If you have bad credit, this can be difficult to prove, but not impossible. Show the loan officer proof that you’ve paid off other assets in the past. A paid off car loan is a good start. If you’ve consistently paid your monthly bills on time, show them proof of that.
If you’ve lived in the same home for a long time and have a steady job, you have a better chance of being approved for a loan.
Alternatives to personal loans for bad credit
There aren’t many options for people with bad credit who need to borrow money. That’s because they’re considered a high credit risk.
If they do qualify for a loan, even a personal loan, it will be at a higher interest rate than if they had a higher credit score.
Some of the best options are the ones we listed up top. These include a loan from a family member, home equity loan or getting a co-signer on a loan. But those can move the responsibility of the loan to someone else if you don’t pay, or require collateral.
Another option is a payday lender. These loans can leave you in deeper debt than when you started.
Your local credit union may be your best option for an unsecured personal loan. All federal credit unions have a maximum APR of 18 percent on loans. That applies to borrowers with low incomes and low credit scores, according to the National Credit Union Administration.
Things to keep in mind while applying
Here are some things you should look out for in the contract:
- Minimum credit score – At least a score of 580 may be needed.
- Fees – These vary by state, and can include origination fees, late fees, a personal check fee and returned payment fee.
- Loan term – This usually varies between one and five years.

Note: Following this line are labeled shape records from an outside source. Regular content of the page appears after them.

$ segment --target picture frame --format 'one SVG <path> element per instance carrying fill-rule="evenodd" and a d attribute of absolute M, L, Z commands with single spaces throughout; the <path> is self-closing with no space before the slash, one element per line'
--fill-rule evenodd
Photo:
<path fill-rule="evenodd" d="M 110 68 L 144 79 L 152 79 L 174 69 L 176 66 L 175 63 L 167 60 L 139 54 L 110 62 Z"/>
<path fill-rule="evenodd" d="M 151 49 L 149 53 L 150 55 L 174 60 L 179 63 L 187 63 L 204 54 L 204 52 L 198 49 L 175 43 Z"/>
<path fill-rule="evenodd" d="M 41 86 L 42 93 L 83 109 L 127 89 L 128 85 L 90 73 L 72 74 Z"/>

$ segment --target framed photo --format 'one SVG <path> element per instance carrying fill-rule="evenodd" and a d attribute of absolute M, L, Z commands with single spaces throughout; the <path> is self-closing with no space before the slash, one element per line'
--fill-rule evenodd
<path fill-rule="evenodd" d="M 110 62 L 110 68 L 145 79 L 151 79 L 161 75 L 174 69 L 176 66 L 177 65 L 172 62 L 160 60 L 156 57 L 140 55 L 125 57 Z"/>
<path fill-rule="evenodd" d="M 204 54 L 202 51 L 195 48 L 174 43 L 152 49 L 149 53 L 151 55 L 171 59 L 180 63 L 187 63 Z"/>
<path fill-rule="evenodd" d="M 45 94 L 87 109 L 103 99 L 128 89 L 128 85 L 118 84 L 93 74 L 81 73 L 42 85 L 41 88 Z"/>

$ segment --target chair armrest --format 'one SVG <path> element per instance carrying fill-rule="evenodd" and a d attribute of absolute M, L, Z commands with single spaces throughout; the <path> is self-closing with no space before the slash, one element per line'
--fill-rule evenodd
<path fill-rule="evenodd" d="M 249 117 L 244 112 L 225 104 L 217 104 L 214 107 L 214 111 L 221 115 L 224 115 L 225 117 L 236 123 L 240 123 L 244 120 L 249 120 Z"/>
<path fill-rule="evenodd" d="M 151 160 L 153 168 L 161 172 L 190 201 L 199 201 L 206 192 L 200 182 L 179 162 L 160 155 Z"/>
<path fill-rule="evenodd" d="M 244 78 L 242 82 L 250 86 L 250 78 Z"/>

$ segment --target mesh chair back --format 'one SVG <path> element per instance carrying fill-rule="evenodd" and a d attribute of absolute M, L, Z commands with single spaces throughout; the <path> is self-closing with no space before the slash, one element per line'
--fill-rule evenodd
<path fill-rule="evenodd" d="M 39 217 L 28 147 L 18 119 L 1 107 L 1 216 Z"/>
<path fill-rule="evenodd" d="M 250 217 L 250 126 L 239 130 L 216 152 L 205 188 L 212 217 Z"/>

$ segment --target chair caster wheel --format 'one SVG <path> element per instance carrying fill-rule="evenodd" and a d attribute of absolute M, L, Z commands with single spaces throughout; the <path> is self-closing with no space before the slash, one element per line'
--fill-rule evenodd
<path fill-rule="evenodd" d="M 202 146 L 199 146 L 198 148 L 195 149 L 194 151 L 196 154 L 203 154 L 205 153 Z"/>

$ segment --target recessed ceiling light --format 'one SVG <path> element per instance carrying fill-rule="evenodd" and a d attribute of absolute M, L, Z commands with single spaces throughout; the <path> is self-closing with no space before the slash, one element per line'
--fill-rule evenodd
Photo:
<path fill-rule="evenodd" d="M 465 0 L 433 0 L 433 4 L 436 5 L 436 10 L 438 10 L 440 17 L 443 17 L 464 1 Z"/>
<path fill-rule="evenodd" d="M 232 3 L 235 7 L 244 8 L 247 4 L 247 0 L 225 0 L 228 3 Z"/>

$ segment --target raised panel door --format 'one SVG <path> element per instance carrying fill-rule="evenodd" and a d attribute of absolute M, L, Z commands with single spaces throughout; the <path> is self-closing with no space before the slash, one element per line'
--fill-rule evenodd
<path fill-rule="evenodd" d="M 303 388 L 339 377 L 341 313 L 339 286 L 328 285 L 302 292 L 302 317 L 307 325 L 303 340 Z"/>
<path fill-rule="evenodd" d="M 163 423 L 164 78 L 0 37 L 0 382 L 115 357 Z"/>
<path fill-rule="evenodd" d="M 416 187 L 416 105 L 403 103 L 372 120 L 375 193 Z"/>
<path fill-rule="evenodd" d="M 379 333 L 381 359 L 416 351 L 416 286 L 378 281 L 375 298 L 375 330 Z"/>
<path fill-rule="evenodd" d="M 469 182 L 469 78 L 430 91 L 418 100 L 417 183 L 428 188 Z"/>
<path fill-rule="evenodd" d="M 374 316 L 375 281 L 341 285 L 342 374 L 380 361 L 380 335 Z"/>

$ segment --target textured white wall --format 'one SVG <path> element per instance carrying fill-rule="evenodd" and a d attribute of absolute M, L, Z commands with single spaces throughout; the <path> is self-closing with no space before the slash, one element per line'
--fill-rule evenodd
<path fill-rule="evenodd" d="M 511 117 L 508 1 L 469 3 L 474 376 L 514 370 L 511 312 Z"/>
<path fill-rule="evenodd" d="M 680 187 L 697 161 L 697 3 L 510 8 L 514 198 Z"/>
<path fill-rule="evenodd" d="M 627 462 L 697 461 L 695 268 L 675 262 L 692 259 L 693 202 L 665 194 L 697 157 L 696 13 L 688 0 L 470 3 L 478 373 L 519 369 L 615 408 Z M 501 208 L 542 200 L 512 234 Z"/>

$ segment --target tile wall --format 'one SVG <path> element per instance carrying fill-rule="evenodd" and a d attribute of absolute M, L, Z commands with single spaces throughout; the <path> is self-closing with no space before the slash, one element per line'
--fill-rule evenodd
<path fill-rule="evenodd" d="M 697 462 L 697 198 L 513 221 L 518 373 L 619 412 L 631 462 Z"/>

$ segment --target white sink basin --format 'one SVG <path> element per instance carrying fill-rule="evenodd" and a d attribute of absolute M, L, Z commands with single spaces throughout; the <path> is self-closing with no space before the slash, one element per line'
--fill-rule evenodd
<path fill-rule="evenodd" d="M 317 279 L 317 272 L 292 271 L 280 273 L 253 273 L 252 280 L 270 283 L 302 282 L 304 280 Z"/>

- APR – What is the interest rate and is it fixed for the life of the loan? The Truth in Lending Act requires that the cost of credit be stated as a dollar amount and as an APR.
- Time to funding – Will you get the money the same day? It can take three business days or so to get you the loan amount.
Personal loans for bad credit shouldn’t be used as a way to extend your debt problems. If you can pay a personal loan off on time, it can start to improve your credit score. Doing that may be the best long-term solution to getting better credit options.